GuardAgent protects LLM agents by turning safety guard requests into executable code that blocks violations.

A machine-rendered reading of the paper's core claim, the machinery that carries it, and where it could break.

The paper presents GuardAgent as a separate guard agent that watches over target LLM agents to ensure their actions follow given safety rules. It first uses an LLM to break down the safety requests into a step-by-step task plan, then converts that plan into code that runs deterministically to check and stop bad actions. This is tested on new benchmarks for healthcare access control and web agent safety policies, where it stops most violations. A sympathetic reader cares because LLM agents are starting to act independently in real settings, so a reliable external check could prevent harm without rewriting the agents themselves. The method relies on retrieving past examples to help the LLM reason correctly each time.

Core claim

GuardAgent is the first guardrail agent that dynamically checks whether target agents' actions satisfy given safety guard requests by analyzing the requests to generate a task plan and then mapping the plan into guardrail code for deterministic execution, using an LLM supplemented by in-context demonstrations from a memory module of prior tasks, and it achieves over 98 percent guardrail accuracy on the EICU-AC benchmark and over 83 percent on the Mind2Web-SC benchmark.

What carries the argument

GuardAgent, which analyzes safety guard requests via LLM to produce a task plan that is then mapped into executable guardrail code for deterministic enforcement of safety policies.

If this is right

  • Target LLM agents can be safeguarded from violations without any changes to their internal design or training.
  • Safety rules expressed in natural language can be enforced consistently through generated code rather than repeated LLM judgments.
  • The same guard mechanism applies across different agent types, such as those handling medical data access and those navigating websites.
  • Performance improves by retrieving relevant past experiences instead of relying on the LLM alone for each new safety request.

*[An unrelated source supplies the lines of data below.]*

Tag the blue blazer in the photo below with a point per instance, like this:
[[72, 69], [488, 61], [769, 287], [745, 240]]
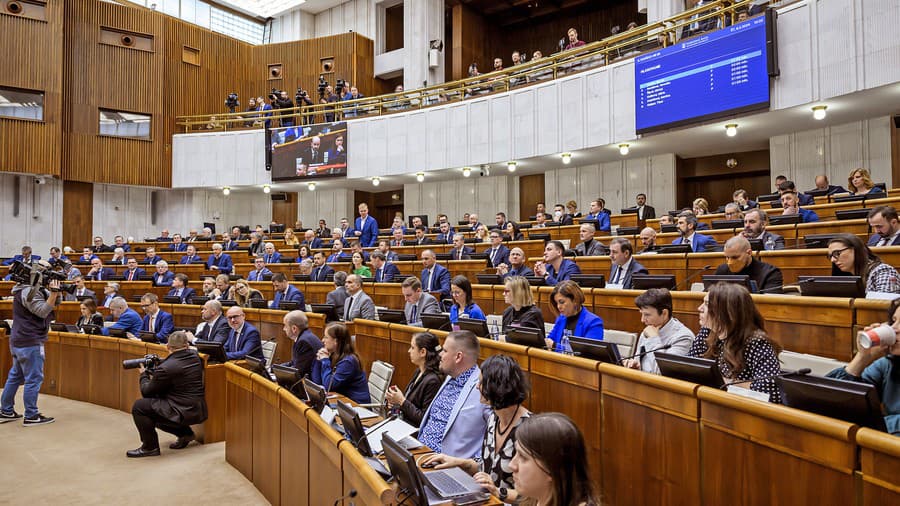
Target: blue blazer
[[129, 321], [700, 242], [163, 280], [248, 344], [319, 273], [500, 257], [164, 325], [440, 280], [138, 272], [347, 378], [465, 427], [223, 263], [369, 236], [293, 295], [187, 294], [589, 325], [387, 273], [566, 269]]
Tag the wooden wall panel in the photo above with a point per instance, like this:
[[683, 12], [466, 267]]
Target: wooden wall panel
[[34, 62]]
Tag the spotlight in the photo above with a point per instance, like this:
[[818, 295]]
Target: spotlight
[[819, 112]]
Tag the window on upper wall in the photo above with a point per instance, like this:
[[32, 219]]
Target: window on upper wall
[[125, 124], [21, 104]]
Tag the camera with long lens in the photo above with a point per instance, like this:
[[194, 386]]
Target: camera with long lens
[[148, 361]]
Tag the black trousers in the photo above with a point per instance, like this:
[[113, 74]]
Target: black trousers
[[147, 421]]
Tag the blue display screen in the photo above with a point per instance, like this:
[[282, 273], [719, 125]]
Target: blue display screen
[[711, 75]]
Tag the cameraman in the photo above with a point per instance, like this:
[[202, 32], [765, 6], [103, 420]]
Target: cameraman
[[173, 398], [32, 313]]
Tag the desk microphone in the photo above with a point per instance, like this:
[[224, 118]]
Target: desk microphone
[[801, 372], [692, 277]]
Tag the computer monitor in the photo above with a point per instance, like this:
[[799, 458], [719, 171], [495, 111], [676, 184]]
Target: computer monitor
[[596, 350], [477, 327], [524, 336], [850, 401], [392, 315], [589, 280], [215, 350], [704, 371], [648, 281], [435, 321], [353, 429], [832, 286], [741, 279]]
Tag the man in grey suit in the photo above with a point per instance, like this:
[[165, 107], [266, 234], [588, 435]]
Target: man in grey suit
[[417, 301], [359, 304]]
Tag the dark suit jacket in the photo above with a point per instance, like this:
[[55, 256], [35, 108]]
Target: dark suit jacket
[[176, 388]]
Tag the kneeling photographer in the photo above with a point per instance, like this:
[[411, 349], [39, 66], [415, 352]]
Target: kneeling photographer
[[173, 396]]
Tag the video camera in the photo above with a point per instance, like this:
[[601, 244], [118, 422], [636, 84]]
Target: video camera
[[148, 361]]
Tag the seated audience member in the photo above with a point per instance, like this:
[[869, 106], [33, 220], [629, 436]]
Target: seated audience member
[[850, 257], [89, 314], [739, 260], [219, 261], [648, 241], [743, 201], [878, 365], [455, 422], [512, 232], [463, 306], [660, 329], [791, 205], [417, 301], [285, 292], [243, 339], [339, 295], [306, 344], [435, 277], [755, 223], [589, 246], [260, 271], [423, 386], [358, 266], [554, 268], [181, 290], [359, 304], [504, 387], [551, 464], [156, 320], [521, 311], [214, 326], [516, 266], [823, 184], [338, 368], [687, 227], [243, 294], [733, 333], [574, 319], [98, 272], [163, 276], [859, 182], [623, 263], [384, 272], [177, 244], [884, 221]]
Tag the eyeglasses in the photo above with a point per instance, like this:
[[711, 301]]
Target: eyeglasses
[[834, 255]]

Where Pith is reading between the lines

These are editorial extensions of the paper, not claims the author makes directly.

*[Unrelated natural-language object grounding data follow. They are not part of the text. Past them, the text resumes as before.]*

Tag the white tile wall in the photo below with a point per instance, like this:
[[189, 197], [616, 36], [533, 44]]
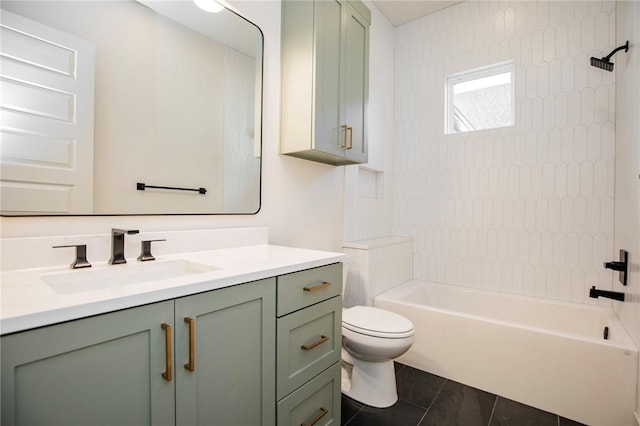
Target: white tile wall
[[374, 266], [526, 209]]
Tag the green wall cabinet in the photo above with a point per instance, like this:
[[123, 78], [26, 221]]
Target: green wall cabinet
[[325, 80], [203, 359]]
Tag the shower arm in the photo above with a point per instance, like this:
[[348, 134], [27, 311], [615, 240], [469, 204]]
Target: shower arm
[[613, 52]]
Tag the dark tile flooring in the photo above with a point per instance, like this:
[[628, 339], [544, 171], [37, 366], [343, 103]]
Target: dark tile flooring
[[428, 400]]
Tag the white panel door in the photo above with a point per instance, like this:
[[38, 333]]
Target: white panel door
[[46, 119]]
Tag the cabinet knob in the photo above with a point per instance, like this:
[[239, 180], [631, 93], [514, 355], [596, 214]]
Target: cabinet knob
[[316, 419], [324, 284]]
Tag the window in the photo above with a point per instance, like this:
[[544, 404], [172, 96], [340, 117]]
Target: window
[[480, 99]]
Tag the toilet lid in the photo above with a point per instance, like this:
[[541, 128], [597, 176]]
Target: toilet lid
[[376, 322]]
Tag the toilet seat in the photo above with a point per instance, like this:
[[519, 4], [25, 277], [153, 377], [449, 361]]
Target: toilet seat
[[377, 323]]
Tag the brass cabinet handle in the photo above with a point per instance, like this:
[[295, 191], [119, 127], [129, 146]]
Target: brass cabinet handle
[[316, 419], [320, 341], [167, 375], [346, 128], [191, 365], [324, 284]]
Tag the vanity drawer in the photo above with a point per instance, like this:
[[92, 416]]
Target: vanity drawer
[[301, 289], [308, 342], [317, 400]]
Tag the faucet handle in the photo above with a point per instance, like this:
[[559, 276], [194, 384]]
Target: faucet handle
[[145, 251], [81, 256]]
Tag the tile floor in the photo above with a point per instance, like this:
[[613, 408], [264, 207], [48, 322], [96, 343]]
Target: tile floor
[[428, 400]]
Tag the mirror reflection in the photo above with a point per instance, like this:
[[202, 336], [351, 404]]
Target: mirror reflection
[[129, 107]]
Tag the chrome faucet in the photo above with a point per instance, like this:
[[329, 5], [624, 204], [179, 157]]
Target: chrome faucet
[[117, 245]]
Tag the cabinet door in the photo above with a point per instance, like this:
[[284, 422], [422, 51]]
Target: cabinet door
[[356, 45], [103, 370], [329, 115], [233, 363]]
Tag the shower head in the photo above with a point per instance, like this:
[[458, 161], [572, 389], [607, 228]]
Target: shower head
[[602, 63], [605, 63]]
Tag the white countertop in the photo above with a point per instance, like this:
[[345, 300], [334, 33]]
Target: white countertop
[[27, 301]]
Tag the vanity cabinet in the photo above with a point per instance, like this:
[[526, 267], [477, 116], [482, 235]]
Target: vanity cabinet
[[226, 337], [134, 366], [309, 343], [325, 80], [107, 368]]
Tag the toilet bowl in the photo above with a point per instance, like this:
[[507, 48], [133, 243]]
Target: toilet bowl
[[371, 339]]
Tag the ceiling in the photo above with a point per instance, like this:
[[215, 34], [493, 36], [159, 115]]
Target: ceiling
[[402, 11]]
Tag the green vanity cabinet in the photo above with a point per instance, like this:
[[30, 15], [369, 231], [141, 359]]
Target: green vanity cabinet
[[233, 377], [132, 367], [325, 80], [105, 370]]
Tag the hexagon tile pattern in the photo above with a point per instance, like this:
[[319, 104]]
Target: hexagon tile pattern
[[526, 209]]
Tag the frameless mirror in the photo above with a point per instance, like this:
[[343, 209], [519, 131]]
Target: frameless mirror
[[128, 107]]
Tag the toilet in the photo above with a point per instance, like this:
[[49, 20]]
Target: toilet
[[371, 339]]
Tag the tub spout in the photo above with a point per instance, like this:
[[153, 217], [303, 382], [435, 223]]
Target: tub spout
[[595, 293]]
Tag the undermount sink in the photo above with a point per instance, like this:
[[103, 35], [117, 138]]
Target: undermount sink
[[113, 276]]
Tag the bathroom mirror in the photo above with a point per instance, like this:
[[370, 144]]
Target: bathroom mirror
[[128, 107]]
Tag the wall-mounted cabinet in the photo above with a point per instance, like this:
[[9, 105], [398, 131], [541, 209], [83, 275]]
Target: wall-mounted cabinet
[[325, 80]]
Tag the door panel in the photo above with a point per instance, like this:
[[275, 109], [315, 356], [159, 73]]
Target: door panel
[[46, 116]]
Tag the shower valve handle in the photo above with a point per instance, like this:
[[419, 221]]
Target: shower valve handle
[[620, 265]]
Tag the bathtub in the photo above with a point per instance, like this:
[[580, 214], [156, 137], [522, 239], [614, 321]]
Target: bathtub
[[547, 354]]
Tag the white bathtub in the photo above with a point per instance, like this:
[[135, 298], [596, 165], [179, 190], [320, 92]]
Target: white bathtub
[[550, 355]]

  • The approach might extend to agents in other high-stakes areas like financial trading or physical robotics if similar benchmarks are created.
  • If the code generation step proves stable, it could reduce the frequency of full LLM calls during runtime enforcement.
  • Combining this with formal verification of the generated code could address cases where the LLM produces subtle logical errors.

Load-bearing premise

An LLM can reliably analyze arbitrary safety guard requests and generate correct task plans and executable guardrail code when given in-context demonstrations from a memory of previous tasks.

What would settle it

Running GuardAgent on a set of safety guard requests where the generated code either permits a clear violation or incorrectly blocks a valid action on the EICU-AC or Mind2Web-SC benchmarks.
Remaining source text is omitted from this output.